Inventing The Abbotts review

Quite why director Pat O'Connor would want to remake Circle Of Friends all over again (but set it in small-town Illinois) is a bit of a mystery. Yet that's precisely what Inventing The Abbotts is. It's set in the same year (1957), has the same problems (sex and no sex), the same set-up (narration by a grown-up nostalging over teenage years) and the same laid-back quaintness.

Of course, there's more sex this time. Given that the movie has no car chases or gunfights, there had to be something to spice it up a bit. This is a film about sexual liberation and the '50s, and the first of Jacey's conquests, Jennifer Connelly's Eleanour, is an ""I'll show you my knickers for a dollar"" wildcat who embodies the imminent '60s rebellion against the chaste ways of the past. ""What have you been doing?"" asks her father when he discovers her all dishevelled and spent. ""Fucking Jacey"" is her short, sweet answer.
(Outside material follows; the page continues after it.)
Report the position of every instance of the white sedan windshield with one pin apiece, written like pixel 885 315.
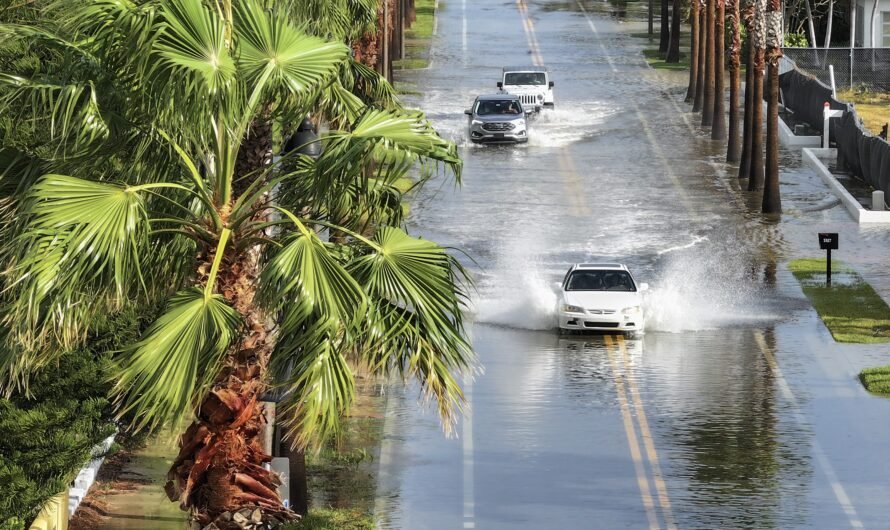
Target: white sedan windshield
pixel 590 280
But it's Tyler and Phoenix who will grab the plaudits. The latter is tricky to gauge at first, but turns out to have a subtle comic talent, playing the slightly gormless, girl-shy type with style - a true descendant of Matt Dillon. Tyler's skill is an ability to blend frumpy plainness and scene-stealing glamour, a vital technique when you're cast as the girl-next-door who always gets the guy. Slightly gawky, she's not exactly the ultimate beauty, but this hippy-chick goddess is still irresistibly watchable.

This time it's American puritanism, not Catholic guilt, that's plaguing the sex-hungry kids, but there's the same moral here as in Circle of Friends: that it's only the good kids who take it slow who find love in the end. Inventing The Abbotts boasts some good performances, a mildly funny script and some classy fake sideburns. It's a bit like a black and white Sunday afternoon weepy. But in colour. Obviously.

Attempting to conjure up '50s America in the same way that he recreated sleepy '50s Ireland in Circle Of Friends, O'Connor gives us a touching film about smalltown rivalries. It's slow, charming and about nothing else but itself. Ideal date-movie material.